Part of the reason goods consumption was able to increase during the pandemic was that the price of shipping containers soared. That might seem counterintuitive, but the higher price signaled to ocean carriers that more capacity was needed, and many additional firms entered the transpacific market on a temporary basis to provide it.
Container prices have since collapsed, with most of those new entrants withdrawing, and ocean carriers’ profits, which had soared, returned to their low, pre-pandemic levels. If ocean carriers were actually the cartel that Goodman says they are, prices and profits would not have collapsed, because true monopolists restrict output and raise prices. Instead, the pandemic-era fluctuations in the ocean-shipping market were caused largely by a demand-side shock that caused a boom followed by a bust.
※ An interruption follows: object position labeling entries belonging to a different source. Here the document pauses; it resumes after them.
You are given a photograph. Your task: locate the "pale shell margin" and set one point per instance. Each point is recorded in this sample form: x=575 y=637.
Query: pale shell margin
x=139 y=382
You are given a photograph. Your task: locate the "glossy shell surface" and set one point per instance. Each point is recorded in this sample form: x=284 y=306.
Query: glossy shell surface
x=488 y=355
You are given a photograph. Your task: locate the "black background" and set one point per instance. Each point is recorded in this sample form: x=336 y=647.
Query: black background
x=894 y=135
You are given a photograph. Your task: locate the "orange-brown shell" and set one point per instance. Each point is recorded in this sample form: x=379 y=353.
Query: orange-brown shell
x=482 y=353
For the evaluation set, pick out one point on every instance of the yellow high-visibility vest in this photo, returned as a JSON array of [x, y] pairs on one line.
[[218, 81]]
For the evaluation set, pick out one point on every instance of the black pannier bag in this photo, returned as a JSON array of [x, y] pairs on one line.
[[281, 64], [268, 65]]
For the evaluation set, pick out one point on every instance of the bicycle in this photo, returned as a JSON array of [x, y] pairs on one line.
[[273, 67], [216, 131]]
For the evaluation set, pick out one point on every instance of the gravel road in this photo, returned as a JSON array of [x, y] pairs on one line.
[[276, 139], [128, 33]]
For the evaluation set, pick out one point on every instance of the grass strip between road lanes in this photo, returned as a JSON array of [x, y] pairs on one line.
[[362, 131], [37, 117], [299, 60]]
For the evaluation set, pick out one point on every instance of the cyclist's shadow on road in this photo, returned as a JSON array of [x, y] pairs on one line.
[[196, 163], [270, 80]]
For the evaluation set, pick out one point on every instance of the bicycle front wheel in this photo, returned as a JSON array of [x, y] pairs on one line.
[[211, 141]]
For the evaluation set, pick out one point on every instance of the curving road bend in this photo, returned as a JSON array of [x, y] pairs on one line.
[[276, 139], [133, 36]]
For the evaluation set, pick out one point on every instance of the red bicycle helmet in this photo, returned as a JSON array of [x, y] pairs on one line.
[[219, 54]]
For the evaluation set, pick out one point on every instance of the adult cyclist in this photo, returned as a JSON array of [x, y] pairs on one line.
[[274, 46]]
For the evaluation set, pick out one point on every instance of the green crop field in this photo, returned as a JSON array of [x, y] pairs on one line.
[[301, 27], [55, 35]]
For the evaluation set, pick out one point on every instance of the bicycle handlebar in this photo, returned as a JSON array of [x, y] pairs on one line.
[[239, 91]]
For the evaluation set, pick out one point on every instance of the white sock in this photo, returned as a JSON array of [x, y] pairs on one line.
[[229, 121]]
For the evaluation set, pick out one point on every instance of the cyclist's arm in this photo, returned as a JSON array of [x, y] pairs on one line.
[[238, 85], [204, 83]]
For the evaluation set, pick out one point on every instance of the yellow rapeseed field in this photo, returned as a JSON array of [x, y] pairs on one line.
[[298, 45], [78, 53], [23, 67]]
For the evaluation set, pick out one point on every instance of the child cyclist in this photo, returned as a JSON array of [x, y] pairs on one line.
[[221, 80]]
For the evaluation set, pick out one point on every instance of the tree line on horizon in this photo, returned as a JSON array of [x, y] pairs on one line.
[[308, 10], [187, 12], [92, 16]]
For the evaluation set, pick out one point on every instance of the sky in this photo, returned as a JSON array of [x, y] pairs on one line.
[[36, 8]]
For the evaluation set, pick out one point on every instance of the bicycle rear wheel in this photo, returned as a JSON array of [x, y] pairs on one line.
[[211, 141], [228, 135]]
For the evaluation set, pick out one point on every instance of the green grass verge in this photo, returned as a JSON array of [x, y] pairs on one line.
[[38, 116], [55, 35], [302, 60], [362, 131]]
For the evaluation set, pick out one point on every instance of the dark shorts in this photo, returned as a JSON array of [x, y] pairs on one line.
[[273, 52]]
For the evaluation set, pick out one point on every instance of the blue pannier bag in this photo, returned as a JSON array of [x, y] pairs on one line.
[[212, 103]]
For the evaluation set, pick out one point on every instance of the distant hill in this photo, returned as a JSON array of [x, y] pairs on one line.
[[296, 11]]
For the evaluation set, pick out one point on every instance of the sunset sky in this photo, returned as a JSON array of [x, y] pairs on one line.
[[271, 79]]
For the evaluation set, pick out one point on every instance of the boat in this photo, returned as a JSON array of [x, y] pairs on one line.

But because Goodman’s specialty is talking to people rather than analyzing economics, he effectively outsources his analysis to people such as Barry Lynn, who leads the Open Markets Institute influential among neo-Brandeisian antitrust advocates, or Barbara Ehrenreich, whose book Nickel and Dimed Goodman describes as “masterful.” Neither is an economist.
Goodman praises Ehrenreich for her description of “the exertions of poorly paid employees as a universal subsidy that held down the cost of living for all.” How this applies to Class I railroad employees, whose current labor contract includes an average annual total compensation of $160,000, is not clear. Yet Goodman wrote a whole chapter on Class I railroads in which he describes trains as being operated by “underpaid skeleton crews.”
Probably the clearest example of Goodman missing the unseen is his praise for the International Longshore and Warehouse Union (ILWU), which represents dockworkers on the West Coast. He praises the order and high pay the union secures (though he mischaracterizes dockworkers’ average pay of $233,000, a number he does not mention, as “middle-class”). No doubt that’s nice for the dockworkers.
But the union can only command that pay by restricting entry into the workforce, which it can only do with the aid of government. The union’s hyper-progressive political activism—so progressive that it left the AFL-CIO, which it viewed as too moderate—keeps its relationship with California politicians strong. And the union opposes many technological advances adopted in other countries’ ports years ago, resulting in the ports of Los Angeles and Long Beach being two of the least efficient major ports in the world.
Goodman acknowledges the problems the union creates for truck drivers, by keeping the ports slow and forcing them to waste time and fuel idling in lines while waiting to be loaded. But having productivity and modernization at America’s largest port complex held back by one union harms unseen millions of American workers through slower delivery times and higher prices.
The concentrated benefits to the ILWU are seen; the dispersed costs to everyone else are unseen. Goodman can interview an ILWU member who is happy with her job. He can interview a Dutch dockworker sad about job losses after the port of Rotterdam introduced automation. He cannot interview a US autoworker who does not exist because inefficiencies at Long Beach increase the price of auto-part imports. He cannot interview the marginal worker whose job was added at a German chemical plant because the Rotterdam port became more efficient.
Ironically, Bastiat was a journalist. But he was a rare one who understood political economy. “Not to know political economy is to allow oneself to be dazzled by the immediate effect of a phenomenon; to know political economy is to take into account the sum total of all effects, both immediate and future,” Bastiat wrote. Most journalists are dazzled by the immediate effects, which it is their job to see. That’s why they usually aren’t very good at economics.